WASHINGTON — Cleaning up the hazardous waste at Superfund sites is taking too long and the fact that some sites from the original 1980 list have not been fixed is “embarrassing,” a member of the House Subcommittee on Environment said Thursday during a hearing.  

The Superfund program was signed into law in 1980, identifying sites with known or threatened releases of hazardous substances throughout the country. As of November, there were over 1,000 sites on the Environmental Protection Agency’s National Priority List, 21 of which have been flagged for “immediate and intense attention.” Committee members called for updating the the program to speed the cleanup process.  

President Donald Trump’s proposed budget for the EPA would cut funds for the Superfund program, even though lawmakers called for an increase, according to EPA Principal Deputy Assistant Administrator for Land and Emergency Management Barry Breen. 

Rep. Frank Pallone, D-N.J., said the committee should investigate the “controversial and, frankly, confounding implementation decisions being made by President (Donald) Trump, Administrator Scott Pruitt and the rest of the political leadership at EPA.” 

Committee members criticized the EPA’s Superfund Task Force for moving too slowly and said they all agreed that the cleanup process needs to be modernized.  

In response to a question from Rep. Paul Tonko, D-N.Y., Breen said Task Force meetings have not been open to the public. 

“There has been a shocking lack of transparency,” Tonko said. 

Breen, who was the main witness at the hearing, said he wanted to clarify that the group is meant to work internally within the EPA, not as an “external federal advisory committee.” 

Pallone said the EPA has published two new lists of Superfund sites with no public process. 

“This administration has gone to extraordinary lengths to avoid transparency with the public and Congress,” he said. “We must hold this administration accountable, but that is simply not happening under this Republican majority.” 

Pallone also criticized EPA Senior Adviser Albert Kelly for not testifying Thursday. Kelly led the Superfund Task Force but did not testify at the hearing due to “unavoidable conflicts.” 

Many committee members said they were concerned about the safety of their constituents who are affected by the hazardous waste sites. 

“Many endangered communities are being ignored, even as Administrator Pruitt declares the Superfund to be his top priority,” Pallone said. 

Rep.
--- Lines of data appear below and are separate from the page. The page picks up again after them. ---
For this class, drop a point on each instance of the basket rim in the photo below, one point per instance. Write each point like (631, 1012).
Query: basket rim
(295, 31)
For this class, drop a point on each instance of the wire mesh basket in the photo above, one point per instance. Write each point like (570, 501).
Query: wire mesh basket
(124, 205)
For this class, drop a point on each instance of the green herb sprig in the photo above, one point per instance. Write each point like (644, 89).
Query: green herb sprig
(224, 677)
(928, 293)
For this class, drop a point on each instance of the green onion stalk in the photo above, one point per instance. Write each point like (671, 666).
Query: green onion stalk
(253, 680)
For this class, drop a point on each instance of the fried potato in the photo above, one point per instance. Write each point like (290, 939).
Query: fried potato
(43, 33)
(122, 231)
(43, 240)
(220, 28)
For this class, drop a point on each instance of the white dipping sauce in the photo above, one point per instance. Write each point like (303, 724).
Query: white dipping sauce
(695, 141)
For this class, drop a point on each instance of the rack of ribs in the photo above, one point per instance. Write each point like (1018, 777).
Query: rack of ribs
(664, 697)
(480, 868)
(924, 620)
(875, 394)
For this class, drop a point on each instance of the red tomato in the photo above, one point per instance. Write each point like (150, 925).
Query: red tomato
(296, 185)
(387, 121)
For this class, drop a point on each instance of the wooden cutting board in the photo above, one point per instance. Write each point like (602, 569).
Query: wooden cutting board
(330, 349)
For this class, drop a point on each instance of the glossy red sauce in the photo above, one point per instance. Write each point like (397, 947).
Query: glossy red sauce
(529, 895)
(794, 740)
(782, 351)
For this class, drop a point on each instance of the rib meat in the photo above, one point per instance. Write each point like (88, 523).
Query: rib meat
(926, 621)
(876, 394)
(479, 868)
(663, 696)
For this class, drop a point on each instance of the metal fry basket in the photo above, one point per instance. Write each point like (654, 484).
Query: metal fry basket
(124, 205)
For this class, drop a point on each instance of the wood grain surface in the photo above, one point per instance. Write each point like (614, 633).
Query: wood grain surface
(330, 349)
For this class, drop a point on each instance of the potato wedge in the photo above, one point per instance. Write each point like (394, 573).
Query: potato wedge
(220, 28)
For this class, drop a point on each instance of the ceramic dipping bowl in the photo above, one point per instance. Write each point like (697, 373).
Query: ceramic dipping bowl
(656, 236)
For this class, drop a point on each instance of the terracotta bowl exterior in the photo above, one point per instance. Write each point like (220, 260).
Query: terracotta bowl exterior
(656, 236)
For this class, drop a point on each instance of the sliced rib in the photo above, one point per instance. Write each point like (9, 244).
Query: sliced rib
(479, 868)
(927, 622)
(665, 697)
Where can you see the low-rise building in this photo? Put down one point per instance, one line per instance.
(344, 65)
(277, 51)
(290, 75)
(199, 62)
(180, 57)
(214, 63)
Marsha Blackburn, R-Tenn., called on the Task Force to clean up the Superfund sites in her district. 

“This should not be taking 15 or 20 years,” she said. “We know that process has to speed up.” 

Committee members also said the Trump administration’s disregard for the effects of climate change will affect the Superfund sites. 

“If we fail to enforce all of our environmental laws, not just regarding the Superfund, we will continue to create new dangerous sites,” Rep. Jerry Mcnerney, D-Calif., said. “Despite evidence that climate change will make Superfund sites more dangerous, and potentially create new additional Superfund sites, the Trump administration and the Pruitt EPA are undermining and rolling back efforts to fight climate change.”